Изредка хозяева ходили в гости, и Галька полюбила смотреть, как одевается, собираясь уходить, хозяйка. Как облегает нежное, белое тело шёлково-кружевная комбинация, как стройнеют ноги в тонких чулках, обутые в туфли на высоких каблуках, как волнуется при ходьбе платье. Как легко, но чувствительно бьёт в нос чудесный запах духов «Красная Москва». Они вместе с Ирочкой (так звали девочку) выбегали на балкон проводить эту пару. Ну, а в их отсутствие дурачились, устраивая представления: Галька обряжалась в огромную хозяйскую пижаму, изображая бабу-Ягу, а Ирочка гонялась за ней с веником – выметать нечистую силу. Хохочущие падали они на диван и лежали, прижавшись друг к дружке, тяжело дыша. Обнимая девочку, Галька почему-то представляла, что это и есть её умершая сестричка. А Ирочка точно чуяла Галькину смешанную с нежностью грусть, прижималась ещё крепче и засыпала. Галька относила спящего ребёнка в постель, осторожно раздевала и укрывала, шепча: «Спи, моя хорошая, спи, моя звёздочка!»
Гуляли они с Ирочкой в большом парке.
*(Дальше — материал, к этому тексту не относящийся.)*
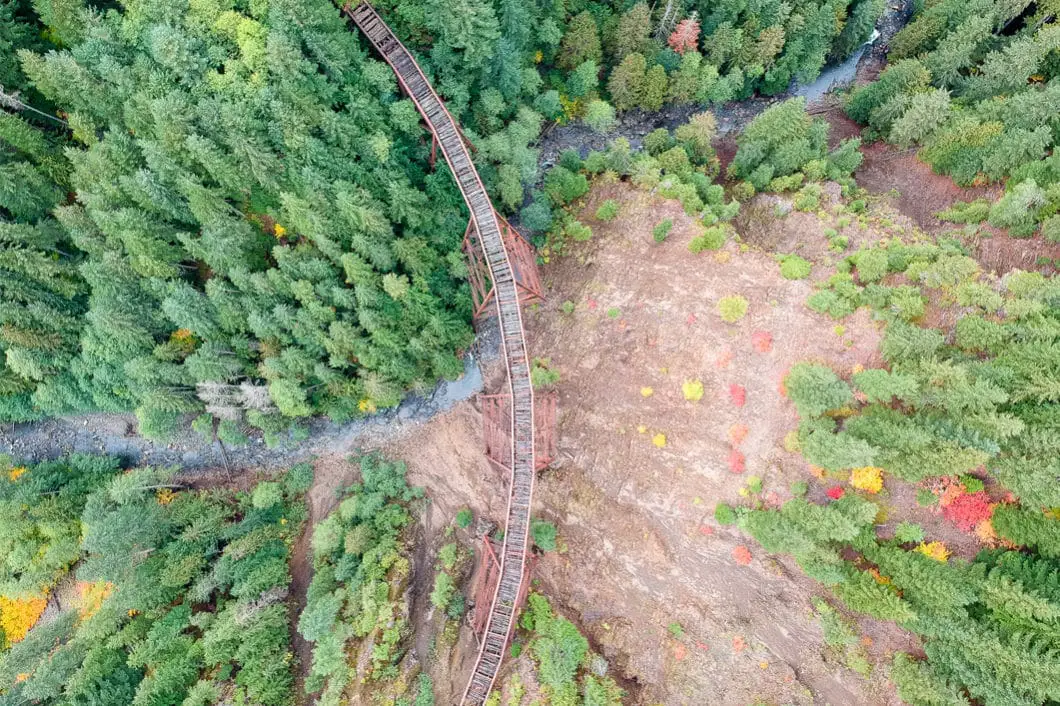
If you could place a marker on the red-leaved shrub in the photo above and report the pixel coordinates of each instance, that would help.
(968, 510)
(762, 341)
(685, 36)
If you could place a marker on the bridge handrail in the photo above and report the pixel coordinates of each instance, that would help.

Там всегда собирались няньки, молодые деревенские девушки в чёрных плюшевых жакетах, или попросту «плюшках», и скрипящих сапогах. Они судачили о том, о сём, сплетничали о своих хозяевах, щёлкали семечки и отвечали на заигрывания бывших в увольнительной солдат. Там Галька и нашла себе подружек – Нюрку, прокурорскую домработницу, и Дунечку, ширококостную девушку со спокойным лицом. Нюрка со своей матерщиной, с тем, как она скалила зубы с первым задевшим её мужчиной, не очень нравилась Гальке, но с ней было весело, и даже похожие на плевки, противные слова слетали с её губ со смешными прибаутками. А с Дунечкой она любила поговорить о деревне, о том, как там жилось и как живётся тем, кто остался. Разговоры были печальными, но со сладостным оттенком собственной ограждённости. После них Гальке хотелось тужить по живущей далеко матери, по погибшему отцу и мёртвой сестре, но на людях как-то неудобно было, и в следующее мгновение она сначала через силу, а вскоре уж и вовсе искренне смеялась Нюркиным россказням...
Разве что перед сном, расчёсывая Ирочкины волосы, ощущая еле уловимый аромат, идущий от детского тельца, она уже не сдерживала слёзы, но плакала тихо, осеняя себя крёстным знамением, уж и не зная о ком или о чём.

В парке же она встретила и его, своего Гришку. Ей он показался красавцем - черноволосый, чернобровый, с блестящими пречёрными глазами. Впервые увидала она его зимой, когда он шёл по аллее, среди сугробов и обременённых снегом ветвей – весь он какой-то летний, с несходящим загаром, с белозубой улыбкой полногубого рта. Он в этом пасмурном зимнем дне был необыкновенным, будто занесённым сюда южным ветром из своей далёкой, словно и не существующей, солнечной страны. Галька смотрела, как он приближается, ладный в своей солдатской форме, когда услыхала, как Нюрка сказала кому-то: «Да это ж Гришка-грузин!»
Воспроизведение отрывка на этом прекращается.